En tránsito

Eduardo Jordá

Maria Schneider

EL lunes pasado vi de nuevo El último tango en París en una reposición de la tele, sin saber que la actriz que la protagonizaba, Maria Schneider, que en la pantalla seguía siendo una chica de veinte años, se estaba muriendo de cáncer en París, después de haber renegado de esa película y de su director y de Marlon Brando, su compañero de reparto, a los que poco menos que acusaba de haberla destruido para el resto de su vida.

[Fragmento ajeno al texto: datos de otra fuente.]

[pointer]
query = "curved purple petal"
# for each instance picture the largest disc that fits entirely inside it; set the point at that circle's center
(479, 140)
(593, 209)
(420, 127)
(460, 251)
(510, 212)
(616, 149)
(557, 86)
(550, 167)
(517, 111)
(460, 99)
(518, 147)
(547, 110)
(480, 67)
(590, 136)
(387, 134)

No sé, no sé. En principio, no me fío demasiado de la gente que acusa a los demás de haberla destruido. Las cosas no son tan simples. En primer lugar, nosotros también nos dejamos destruir cuando aceptamos hacer determinadas cosas. Maria Schneider podría haber rechazado el papel en la película y ponerse a estudiar Historia, por ejemplo, con lo cual podría haber elegido una vía distinta para su salvación, o para su destrucción, no lo sé, porque en la vida construir y destruir son dos verbos sinónimos. Y no sólo eso, sino que nosotros también podemos destruir a las personas que parecen estar destruyéndonos, porque al mismo tiempo que esas personas destruyen una parte de nuestra personalidad, hay otra parte de nosotros que aprende a sobrevivir, y esa otra parte puede acabar destruyendo a las mismas personas que en un principio parecían habernos destruido. Y eso es justamente lo que contaba El último tango, una película en la que Marlon Brando, el supuesto destructor, se convertía sin darse cuenta en el destruido por la aparente inocencia de la jovencita, una inocencia que quizá sólo era juventud, y curiosidad, y deseos de no complicarse la vida.

El lunes pasado me di cuenta de que Maria Schneider, que acaba de morir, era lo mejor de la película. Puede que El último tango en París la destruyera para siempre, como ella creía (o más bien prefería creer), pero cualquiera que vea la película sabrá que Maria Schneider estará viva mientras haya proyectores de cine. La actriz decía que rodó la película siendo virgen, pero su virginidad real no tenía nada que ver con el sexo, sino con la ausencia de conciencia de sí misma y del valor de su cuerpo como imagen y mercancía, lo que hacía que pudiera exhibirlo ante las miradas ajenas sin pudor y sin miedo, pero también sin orgullo y sin ningún sentido de la propiedad, como si sólo fuera un don natural que necesitase compartir. Maria Schneider tenía un cuerpo mucho más parecido a un antiguo fetiche de la fertilidad que a los cuerpos esculpidos por el gimnasio que vemos ahora en el cine. Podría haber sido una mujer desnuda en un cuadro de Renoir, o de Rembrandt, y no sé si ella lo sabía o preferiría no haberlo sabido. Pero será difícil ver en el cine algo comparable a su maravilloso cuerpo desnudo en aquel piso vacío que daba al viaducto de Bir Hakeim.